Assigning and Understanding Value

Compared to other games, FFTCG has two pretty straightforward win conditions: deal seven points of damage to your opponent or have them draw with no cards in deck. Of course the complicated part is getting your opponent to seven damage before they deal seven back to you, and one of the most efficient ways to end up on top is to be able to understand and assign value. When I refer to value, I’m talking about the relative importance of a card or play at any given moment and its impact to the current game state or its potential impact - relative to its cost. Value can be incredibly difficult to assign to a card or play at first, especially in an unfamiliar situation.

Nice Curves

A good baseline for determining the value of forwards is to see if the card's power is “on curve” - which is to say that its power is typical for most cards of the same cost. For example, generally 7000 power for a 3 CP forward, 8000 power for a 4 CP forward, and 9000 power for a 5 CP forward. If a card is below the curve, it means that it will usually lose to another card of the same cost in combat. Most of the strongest cards have additional abilities that add to the value of the card, sometimes even so strong that the card is worth playing despite being below the usual curve like Al-Cid (2-097H) or Edea (2-099L). Or in the case of cards that are significantly over the curve, there are usually significant drawbacks such as Delita (1-112R). Some decks can spin drawbacks like this to their advantage, but increasing the value of a card like Delita requires you to build more of your deck around it. Seeing if a card is on curve or has potential drawbacks are useful baselines, especially for deck building to weed out the majority of cards that tend to not be a good fit.

Timing is Everything

For summons and backups, value comes from the impact they make when they are played or utilized on the field. When analyzing a specific board state it is always important to see how your field and your opponent's field interact to truly understand the value of any individual card or play.

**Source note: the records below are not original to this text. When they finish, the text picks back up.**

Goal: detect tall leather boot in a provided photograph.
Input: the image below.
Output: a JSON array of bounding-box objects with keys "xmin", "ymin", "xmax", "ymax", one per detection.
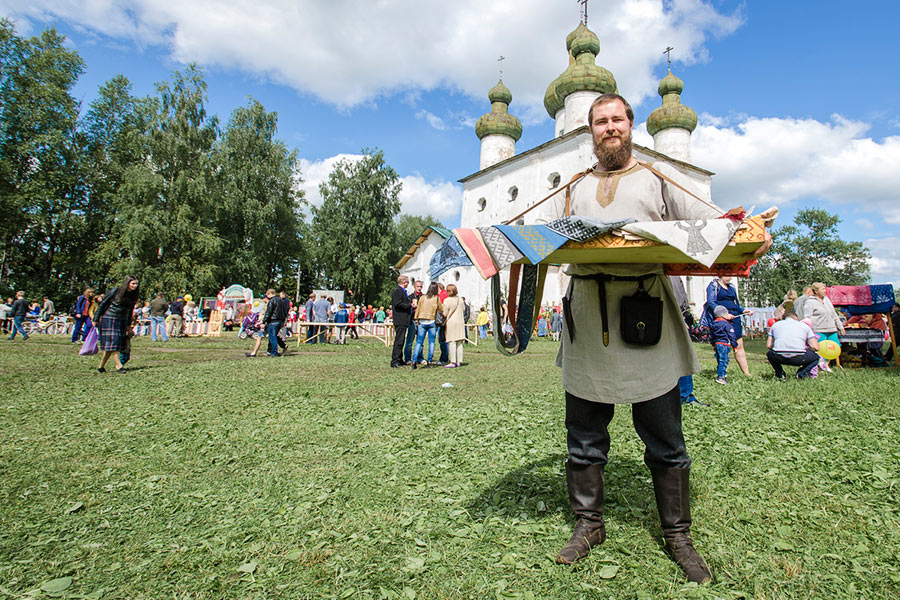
[
  {"xmin": 556, "ymin": 461, "xmax": 605, "ymax": 564},
  {"xmin": 651, "ymin": 467, "xmax": 712, "ymax": 583}
]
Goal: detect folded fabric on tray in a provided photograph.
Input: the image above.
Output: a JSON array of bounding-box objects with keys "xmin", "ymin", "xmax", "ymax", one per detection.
[
  {"xmin": 453, "ymin": 228, "xmax": 498, "ymax": 279},
  {"xmin": 621, "ymin": 218, "xmax": 739, "ymax": 268},
  {"xmin": 544, "ymin": 216, "xmax": 636, "ymax": 242},
  {"xmin": 429, "ymin": 234, "xmax": 473, "ymax": 279},
  {"xmin": 478, "ymin": 226, "xmax": 524, "ymax": 270},
  {"xmin": 492, "ymin": 224, "xmax": 568, "ymax": 265},
  {"xmin": 827, "ymin": 285, "xmax": 872, "ymax": 306}
]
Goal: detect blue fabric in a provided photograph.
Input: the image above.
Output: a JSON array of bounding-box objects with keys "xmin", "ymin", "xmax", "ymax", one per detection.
[
  {"xmin": 9, "ymin": 315, "xmax": 28, "ymax": 340},
  {"xmin": 430, "ymin": 235, "xmax": 473, "ymax": 280},
  {"xmin": 817, "ymin": 331, "xmax": 840, "ymax": 344},
  {"xmin": 266, "ymin": 320, "xmax": 283, "ymax": 355},
  {"xmin": 714, "ymin": 344, "xmax": 731, "ymax": 379},
  {"xmin": 478, "ymin": 324, "xmax": 487, "ymax": 339},
  {"xmin": 544, "ymin": 216, "xmax": 636, "ymax": 242},
  {"xmin": 150, "ymin": 315, "xmax": 168, "ymax": 341},
  {"xmin": 678, "ymin": 375, "xmax": 693, "ymax": 403},
  {"xmin": 493, "ymin": 224, "xmax": 568, "ymax": 265},
  {"xmin": 71, "ymin": 315, "xmax": 92, "ymax": 342},
  {"xmin": 702, "ymin": 280, "xmax": 745, "ymax": 336},
  {"xmin": 843, "ymin": 284, "xmax": 895, "ymax": 315},
  {"xmin": 412, "ymin": 321, "xmax": 437, "ymax": 363},
  {"xmin": 710, "ymin": 318, "xmax": 738, "ymax": 347}
]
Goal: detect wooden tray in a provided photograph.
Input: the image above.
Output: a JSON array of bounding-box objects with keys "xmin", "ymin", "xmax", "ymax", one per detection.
[{"xmin": 519, "ymin": 217, "xmax": 768, "ymax": 265}]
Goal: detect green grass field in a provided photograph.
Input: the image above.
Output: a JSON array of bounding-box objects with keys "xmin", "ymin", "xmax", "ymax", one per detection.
[{"xmin": 1, "ymin": 333, "xmax": 898, "ymax": 600}]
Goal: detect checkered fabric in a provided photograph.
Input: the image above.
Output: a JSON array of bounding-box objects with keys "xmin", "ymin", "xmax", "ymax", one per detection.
[{"xmin": 544, "ymin": 216, "xmax": 636, "ymax": 242}]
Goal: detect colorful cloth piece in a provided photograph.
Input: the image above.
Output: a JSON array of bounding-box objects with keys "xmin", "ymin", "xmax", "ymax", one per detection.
[
  {"xmin": 827, "ymin": 285, "xmax": 871, "ymax": 306},
  {"xmin": 831, "ymin": 284, "xmax": 896, "ymax": 315},
  {"xmin": 453, "ymin": 228, "xmax": 498, "ymax": 280},
  {"xmin": 545, "ymin": 216, "xmax": 636, "ymax": 242},
  {"xmin": 664, "ymin": 260, "xmax": 756, "ymax": 278},
  {"xmin": 429, "ymin": 234, "xmax": 473, "ymax": 280},
  {"xmin": 478, "ymin": 226, "xmax": 523, "ymax": 270},
  {"xmin": 621, "ymin": 219, "xmax": 739, "ymax": 268},
  {"xmin": 493, "ymin": 224, "xmax": 568, "ymax": 265}
]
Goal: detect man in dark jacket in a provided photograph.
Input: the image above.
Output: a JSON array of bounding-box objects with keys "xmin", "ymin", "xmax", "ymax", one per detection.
[
  {"xmin": 8, "ymin": 291, "xmax": 29, "ymax": 340},
  {"xmin": 261, "ymin": 289, "xmax": 289, "ymax": 357},
  {"xmin": 169, "ymin": 297, "xmax": 185, "ymax": 337},
  {"xmin": 390, "ymin": 275, "xmax": 412, "ymax": 367}
]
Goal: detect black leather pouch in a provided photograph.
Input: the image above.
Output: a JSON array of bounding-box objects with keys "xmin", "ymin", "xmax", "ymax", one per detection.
[{"xmin": 620, "ymin": 282, "xmax": 662, "ymax": 346}]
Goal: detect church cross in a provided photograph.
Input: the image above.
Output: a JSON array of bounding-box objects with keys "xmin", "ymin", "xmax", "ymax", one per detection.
[
  {"xmin": 498, "ymin": 55, "xmax": 505, "ymax": 80},
  {"xmin": 663, "ymin": 46, "xmax": 674, "ymax": 70},
  {"xmin": 578, "ymin": 0, "xmax": 589, "ymax": 25}
]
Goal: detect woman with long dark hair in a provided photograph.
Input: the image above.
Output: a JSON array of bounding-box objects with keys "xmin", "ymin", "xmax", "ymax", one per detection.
[{"xmin": 95, "ymin": 276, "xmax": 141, "ymax": 373}]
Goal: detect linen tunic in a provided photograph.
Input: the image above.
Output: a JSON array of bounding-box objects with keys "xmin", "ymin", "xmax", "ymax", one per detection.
[{"xmin": 549, "ymin": 162, "xmax": 723, "ymax": 404}]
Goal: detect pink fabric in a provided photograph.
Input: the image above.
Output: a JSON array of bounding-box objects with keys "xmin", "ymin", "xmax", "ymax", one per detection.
[{"xmin": 827, "ymin": 285, "xmax": 871, "ymax": 306}]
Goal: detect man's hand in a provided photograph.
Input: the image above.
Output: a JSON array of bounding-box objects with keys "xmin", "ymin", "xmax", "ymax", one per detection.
[{"xmin": 752, "ymin": 230, "xmax": 773, "ymax": 257}]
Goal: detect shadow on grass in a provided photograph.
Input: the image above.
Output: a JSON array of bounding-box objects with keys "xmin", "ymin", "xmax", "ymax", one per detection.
[{"xmin": 467, "ymin": 453, "xmax": 662, "ymax": 539}]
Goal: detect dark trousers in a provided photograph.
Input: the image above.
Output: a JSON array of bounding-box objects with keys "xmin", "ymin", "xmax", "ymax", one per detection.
[
  {"xmin": 565, "ymin": 386, "xmax": 690, "ymax": 471},
  {"xmin": 391, "ymin": 320, "xmax": 409, "ymax": 366},
  {"xmin": 266, "ymin": 321, "xmax": 283, "ymax": 355},
  {"xmin": 437, "ymin": 326, "xmax": 449, "ymax": 363},
  {"xmin": 72, "ymin": 315, "xmax": 92, "ymax": 342},
  {"xmin": 305, "ymin": 324, "xmax": 319, "ymax": 343},
  {"xmin": 766, "ymin": 349, "xmax": 818, "ymax": 378},
  {"xmin": 403, "ymin": 321, "xmax": 417, "ymax": 362}
]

For example, using a board wipe like Shantotto (1-107L) or Ultima (3-145L) when you have one forward and your opponent has five is clearly in your favor; however there are many times when the answer is not so clear. What if you and your opponent have five forwards each? Is spending the resources to wipe the board worth it for you now? Well really it depends, if you’re currently in a position where you can continue to put in damage at little risk of taking any yourself then maybe it’s not time. However, if your opponents deck has had ways to deal with your forwards prior, you might increase the value of your play by spending an extra turn preparing to wipe the board.

Another important thing to consider is how both of your decks recover from various scenarios. If you know your deck would be able to bounce back from a board wipe faster than your opponent, then the value of the play can still be high even when your board states are similar. In this case you are assigning value relative the the cards in both of your decks. This is also tricky, but as you play more and more games you will start to immediately be able to identify the value of a card or play in any situation.

Decisions, Decisions

More likely than not your deck will provide opportunities to choose certain forwards to break or use removal on. On the surface breaking the highest cost, highest power forward feels valuable and would be a logical choice, but what if there’s a cheaper card that’s giving your opponent a huge advantage? It may be one that will give them a huge advantage over time, or a card that is impacting the board state in such a large way that we would assign it higher value and make it a target. Cards like Refia (2-141H), The Emperor (2-147L) and Mog (VI) (4-140H) have abilities that create more value for your opponent the longer they stay on the board and are usually worth removing first even if there is a larger forward on the field. So far we’ve only really been talking about assigning value to our own cards, but one strong advantage we gain from understanding value is that we can assign it to our opponent's cards and make decisions that put us ahead.

At the end of the game the victory is going to be decided by how you assign value and what advantages you gain by choosing the right moves based on your own analysis. Picking what characters to play, which forwards to break, and when to attack or block will come naturally once you assign proper value to your and your opponent's cards. It will be easier to identify which strategies give you the most trouble and determine if the CP cost for your combat tricks, summons or special abilities will be worth the result. Once you begin to comfortably assign and understand value, you’ll be one step closer to the end of your path to victory.